- Gaggon Location in Punjab, India Gaggon Gaggon (India)
- Coordinates: 30°53′31″N 76°25′27″E﻿ / ﻿30.89194°N 76.42417°E
- Country: India
- State: Punjab

Languages
- • Official: Punjabi
- Time zone: UTC+5:30 (IST)
- Vehicle registration: PB
- Coastline: 0 kilometres (0 mi)

= Gaggon =

Gaggon is a village in Rupnagar (Ropar) district of Punjab. It has population of 578 and total area of 2.4 km^{2}. It is 5 km from Chamkaur (an important Sikh pilgrimage site) and 12 km from district headquarters Ropar.

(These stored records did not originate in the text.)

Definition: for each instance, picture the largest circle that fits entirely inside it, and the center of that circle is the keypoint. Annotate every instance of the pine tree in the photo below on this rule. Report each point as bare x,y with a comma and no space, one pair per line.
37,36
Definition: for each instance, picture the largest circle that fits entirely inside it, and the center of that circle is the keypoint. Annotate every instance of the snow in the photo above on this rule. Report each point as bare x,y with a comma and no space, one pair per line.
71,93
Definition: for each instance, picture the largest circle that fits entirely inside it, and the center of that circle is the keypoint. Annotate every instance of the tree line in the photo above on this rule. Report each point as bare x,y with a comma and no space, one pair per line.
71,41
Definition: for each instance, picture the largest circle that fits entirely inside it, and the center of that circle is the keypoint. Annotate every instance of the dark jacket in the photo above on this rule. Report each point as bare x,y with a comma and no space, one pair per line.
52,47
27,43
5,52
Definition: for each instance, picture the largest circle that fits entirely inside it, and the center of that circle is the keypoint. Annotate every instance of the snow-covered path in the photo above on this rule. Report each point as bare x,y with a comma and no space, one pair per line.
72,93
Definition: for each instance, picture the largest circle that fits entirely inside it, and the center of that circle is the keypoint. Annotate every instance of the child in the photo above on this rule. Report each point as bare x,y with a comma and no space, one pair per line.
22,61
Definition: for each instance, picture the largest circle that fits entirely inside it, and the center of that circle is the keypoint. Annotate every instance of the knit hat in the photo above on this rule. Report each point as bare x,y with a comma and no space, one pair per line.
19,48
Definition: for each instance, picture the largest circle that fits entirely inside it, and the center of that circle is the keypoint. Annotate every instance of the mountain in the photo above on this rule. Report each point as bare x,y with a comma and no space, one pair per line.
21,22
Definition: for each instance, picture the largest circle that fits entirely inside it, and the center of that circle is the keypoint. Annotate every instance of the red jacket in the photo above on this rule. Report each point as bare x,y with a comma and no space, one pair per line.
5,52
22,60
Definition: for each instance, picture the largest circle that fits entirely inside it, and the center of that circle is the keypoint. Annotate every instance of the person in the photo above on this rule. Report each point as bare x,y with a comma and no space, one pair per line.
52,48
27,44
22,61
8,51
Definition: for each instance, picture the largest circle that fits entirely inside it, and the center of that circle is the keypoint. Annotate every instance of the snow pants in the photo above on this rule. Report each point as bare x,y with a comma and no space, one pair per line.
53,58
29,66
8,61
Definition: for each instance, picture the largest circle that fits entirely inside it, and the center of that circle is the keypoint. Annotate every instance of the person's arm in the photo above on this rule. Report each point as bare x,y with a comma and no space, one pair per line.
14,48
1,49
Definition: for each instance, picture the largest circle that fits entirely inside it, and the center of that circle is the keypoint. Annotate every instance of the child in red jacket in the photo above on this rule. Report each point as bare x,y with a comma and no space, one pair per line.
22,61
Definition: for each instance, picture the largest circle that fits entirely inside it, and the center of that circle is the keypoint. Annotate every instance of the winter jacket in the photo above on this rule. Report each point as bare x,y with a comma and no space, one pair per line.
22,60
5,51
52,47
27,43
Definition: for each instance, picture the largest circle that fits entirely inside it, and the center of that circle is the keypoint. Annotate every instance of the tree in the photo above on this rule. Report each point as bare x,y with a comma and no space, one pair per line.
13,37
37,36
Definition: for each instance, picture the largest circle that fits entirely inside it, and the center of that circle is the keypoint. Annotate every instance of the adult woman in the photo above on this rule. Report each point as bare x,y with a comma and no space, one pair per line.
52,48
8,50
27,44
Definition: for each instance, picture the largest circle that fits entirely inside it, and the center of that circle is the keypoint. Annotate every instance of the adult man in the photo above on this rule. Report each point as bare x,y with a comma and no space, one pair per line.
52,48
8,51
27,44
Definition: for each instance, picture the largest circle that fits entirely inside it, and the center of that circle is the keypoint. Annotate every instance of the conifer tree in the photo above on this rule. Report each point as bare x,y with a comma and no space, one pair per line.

The village is located on Guru Gobind Singh Marg. The main communities are Jatt Sikh, Saini, Scheduled castes and Brahmins. Sikhism is the dominant faith. There are two gurudwaras, a Valmiki temple and a shrine dedicated to Gugga Pir.

Two martyrs in World War II were born in Gaggon. Major crops grown in village are wheat, rice, maize, sugarcane, etc. Nearby villages are Gadhram Kalan, Gadhram Khurd, Dehar, Salempur, Makdona Kalan, Makdona Khurd, Rampur Bet.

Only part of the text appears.